Asynchronous file operations.
Project description
Real asynchronous file operations with asyncio support.
Status
Development - Stable
Features
Since version 2.0.0 using caio, is contain linux libaio and two thread-based implementations (c-based and pure-python).
AIOFile has no internal pointer. You should pass offset and chunk_size for each operation or use helpers (Reader or Writer). The simples way is use async_open for create object with file-like interface.
For Linux using implementation based on libaio.
For POSIX (MacOS X and optional Linux) using implementation using on threadpool.
Otherwise using pure-python thread-based implementation.
Implementation chooses automatically depending on system compatibility.
Limitations
Linux native AIO implementation not able to open special files. Asynchronous operations against special fs like /proc/ /sys/ not supported by the kernel. It’s not a aiofile`s or `caio issue. To In this cases, you might switch to thread-based implementations (see troubleshooting section). However, when used on supported file systems, the linux implementation has a smaller overhead and preferred but it’s not a silver bullet.
Code examples
All code examples requires python 3.6+.
High-level API
async_open helper
The async_open helper creates file like object with file-like methods:
import asyncio
from aiofile import async_open
async def main():
async with async_open("/tmp/hello.txt", 'w+') as afp:
await afp.write("Hello ")
await afp.write("world")
afp.seek(0)
print(await afp.read())
await afp.write("Hello from\nasync world")
print(await afp.readline())
print(await afp.readline())
loop = asyncio.get_event_loop()
loop.run_until_complete(main())
Concatenate example program (cat):
import asyncio
import sys
from argparse import ArgumentParser
from pathlib import Path
from aiofile import async_open
parser = ArgumentParser(
description="Read file line by line using asynchronous io API"
)
parser.add_argument("file_name", nargs="+", type=Path)

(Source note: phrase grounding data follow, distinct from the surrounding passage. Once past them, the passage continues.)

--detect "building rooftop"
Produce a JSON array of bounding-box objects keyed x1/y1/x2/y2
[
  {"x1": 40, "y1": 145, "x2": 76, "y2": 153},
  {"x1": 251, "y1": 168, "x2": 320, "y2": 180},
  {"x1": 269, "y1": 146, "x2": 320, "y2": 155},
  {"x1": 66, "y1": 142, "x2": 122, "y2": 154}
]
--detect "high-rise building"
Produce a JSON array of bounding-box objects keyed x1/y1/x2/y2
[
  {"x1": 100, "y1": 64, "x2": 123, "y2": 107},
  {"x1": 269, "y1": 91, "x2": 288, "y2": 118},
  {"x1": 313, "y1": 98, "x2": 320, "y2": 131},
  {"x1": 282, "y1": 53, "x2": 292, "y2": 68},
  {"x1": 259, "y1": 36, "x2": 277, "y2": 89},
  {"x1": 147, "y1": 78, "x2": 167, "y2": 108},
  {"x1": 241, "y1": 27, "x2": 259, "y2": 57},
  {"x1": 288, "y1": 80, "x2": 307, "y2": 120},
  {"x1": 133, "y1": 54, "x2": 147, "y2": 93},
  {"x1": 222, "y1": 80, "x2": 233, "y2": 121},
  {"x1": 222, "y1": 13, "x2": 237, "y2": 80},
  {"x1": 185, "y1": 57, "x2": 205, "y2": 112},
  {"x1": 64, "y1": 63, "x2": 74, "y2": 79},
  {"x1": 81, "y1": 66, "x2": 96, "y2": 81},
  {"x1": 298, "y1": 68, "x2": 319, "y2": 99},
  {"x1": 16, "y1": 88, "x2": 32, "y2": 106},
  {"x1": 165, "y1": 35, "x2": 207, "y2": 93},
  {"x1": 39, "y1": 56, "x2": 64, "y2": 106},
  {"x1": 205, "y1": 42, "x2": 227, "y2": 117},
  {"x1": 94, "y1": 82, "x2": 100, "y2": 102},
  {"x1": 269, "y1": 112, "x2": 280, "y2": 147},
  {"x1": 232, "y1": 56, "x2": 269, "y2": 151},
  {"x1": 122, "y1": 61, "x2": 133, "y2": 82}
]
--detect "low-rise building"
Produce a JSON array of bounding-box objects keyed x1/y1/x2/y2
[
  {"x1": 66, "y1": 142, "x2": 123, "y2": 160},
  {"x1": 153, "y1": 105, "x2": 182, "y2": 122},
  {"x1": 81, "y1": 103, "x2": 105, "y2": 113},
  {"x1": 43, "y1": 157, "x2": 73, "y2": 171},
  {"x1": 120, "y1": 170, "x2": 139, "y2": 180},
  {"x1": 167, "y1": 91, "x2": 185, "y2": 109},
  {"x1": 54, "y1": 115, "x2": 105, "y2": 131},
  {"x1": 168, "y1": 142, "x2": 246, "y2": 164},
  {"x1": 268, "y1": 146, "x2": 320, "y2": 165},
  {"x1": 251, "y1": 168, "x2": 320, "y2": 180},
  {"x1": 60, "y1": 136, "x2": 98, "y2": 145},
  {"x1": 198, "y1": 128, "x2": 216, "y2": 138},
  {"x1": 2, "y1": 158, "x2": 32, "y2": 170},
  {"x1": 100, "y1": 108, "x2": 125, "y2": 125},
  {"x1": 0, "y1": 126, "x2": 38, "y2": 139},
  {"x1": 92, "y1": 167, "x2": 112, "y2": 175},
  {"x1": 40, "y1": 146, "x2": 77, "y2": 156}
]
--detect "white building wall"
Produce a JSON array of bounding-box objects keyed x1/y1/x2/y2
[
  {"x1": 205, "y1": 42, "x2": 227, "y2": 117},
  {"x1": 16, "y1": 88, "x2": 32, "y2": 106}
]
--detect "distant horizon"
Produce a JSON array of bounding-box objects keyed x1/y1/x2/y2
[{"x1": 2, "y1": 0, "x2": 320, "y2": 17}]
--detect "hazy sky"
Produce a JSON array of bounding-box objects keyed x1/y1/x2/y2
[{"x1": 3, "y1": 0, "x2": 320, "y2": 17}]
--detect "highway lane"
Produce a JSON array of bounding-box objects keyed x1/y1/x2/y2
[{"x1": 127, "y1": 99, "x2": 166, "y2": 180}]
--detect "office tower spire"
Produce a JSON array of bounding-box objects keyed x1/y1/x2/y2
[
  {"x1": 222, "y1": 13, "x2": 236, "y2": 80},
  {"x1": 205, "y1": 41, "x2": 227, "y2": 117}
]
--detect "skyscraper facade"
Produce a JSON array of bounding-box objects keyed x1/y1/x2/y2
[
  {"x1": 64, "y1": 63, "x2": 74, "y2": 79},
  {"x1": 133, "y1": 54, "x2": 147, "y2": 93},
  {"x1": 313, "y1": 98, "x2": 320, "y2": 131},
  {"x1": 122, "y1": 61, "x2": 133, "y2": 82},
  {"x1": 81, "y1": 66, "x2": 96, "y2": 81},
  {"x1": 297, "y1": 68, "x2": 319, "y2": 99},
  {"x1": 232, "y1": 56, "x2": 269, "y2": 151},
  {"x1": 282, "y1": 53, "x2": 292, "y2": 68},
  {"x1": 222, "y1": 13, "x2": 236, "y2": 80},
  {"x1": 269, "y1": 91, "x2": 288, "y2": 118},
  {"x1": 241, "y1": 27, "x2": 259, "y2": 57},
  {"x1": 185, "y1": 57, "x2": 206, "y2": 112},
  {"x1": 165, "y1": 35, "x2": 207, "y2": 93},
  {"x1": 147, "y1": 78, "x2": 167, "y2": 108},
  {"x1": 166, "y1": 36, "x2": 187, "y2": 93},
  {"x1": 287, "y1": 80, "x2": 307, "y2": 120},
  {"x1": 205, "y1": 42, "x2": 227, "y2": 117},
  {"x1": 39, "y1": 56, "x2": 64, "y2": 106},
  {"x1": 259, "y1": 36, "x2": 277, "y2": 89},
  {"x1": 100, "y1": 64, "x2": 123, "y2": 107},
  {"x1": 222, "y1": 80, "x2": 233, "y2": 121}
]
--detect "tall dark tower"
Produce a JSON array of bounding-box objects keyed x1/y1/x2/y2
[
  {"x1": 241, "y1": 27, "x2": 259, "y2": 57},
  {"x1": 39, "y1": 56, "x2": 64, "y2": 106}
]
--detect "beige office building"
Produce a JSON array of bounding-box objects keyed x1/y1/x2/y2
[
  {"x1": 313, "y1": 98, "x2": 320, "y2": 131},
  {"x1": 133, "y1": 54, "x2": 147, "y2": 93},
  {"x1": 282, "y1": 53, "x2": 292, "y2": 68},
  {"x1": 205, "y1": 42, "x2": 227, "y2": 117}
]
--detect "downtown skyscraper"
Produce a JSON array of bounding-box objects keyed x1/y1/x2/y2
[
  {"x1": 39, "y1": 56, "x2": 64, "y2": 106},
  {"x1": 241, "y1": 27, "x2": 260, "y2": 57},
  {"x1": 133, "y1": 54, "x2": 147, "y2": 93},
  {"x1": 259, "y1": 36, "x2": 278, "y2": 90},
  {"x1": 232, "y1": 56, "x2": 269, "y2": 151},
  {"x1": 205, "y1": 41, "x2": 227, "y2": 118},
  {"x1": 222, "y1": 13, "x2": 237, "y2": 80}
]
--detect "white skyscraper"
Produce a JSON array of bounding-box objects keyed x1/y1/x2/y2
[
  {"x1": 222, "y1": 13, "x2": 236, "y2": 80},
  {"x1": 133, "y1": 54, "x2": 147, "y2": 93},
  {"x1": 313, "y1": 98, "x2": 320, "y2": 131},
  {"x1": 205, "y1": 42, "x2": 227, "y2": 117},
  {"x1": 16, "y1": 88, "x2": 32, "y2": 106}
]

async def main(arguments):
for src in arguments.file_name:
async with async_open(src, "r") as afp:
async for line in afp:
sys.stdout.write(line)
asyncio.run(main(parser.parse_args()))
Copy file example program (cp):
import asyncio
from argparse import ArgumentParser
from pathlib import Path
from aiofile import async_open
parser = ArgumentParser(
description="Copying files using asynchronous io API"
)
parser.add_argument("source", type=Path)
parser.add_argument("dest", type=Path)
parser.add_argument("--chunk-size", type=int, default=65535)
async def main(arguments):
async with async_open(arguments.source, "rb") as src, \
async_open(arguments.dest, "wb") as dest:
async for chunk in src.iter_chunked(arguments.chunk_size):
await dest.write(chunk)
asyncio.run(main(parser.parse_args()))
Example with opening already opened file pointer:
import asyncio
from typing import IO, Any
from aiofile import async_open
async def main(fp: IO[Any]):
async with async_open(fp) as afp:
await afp.write("Hello from\nasync world")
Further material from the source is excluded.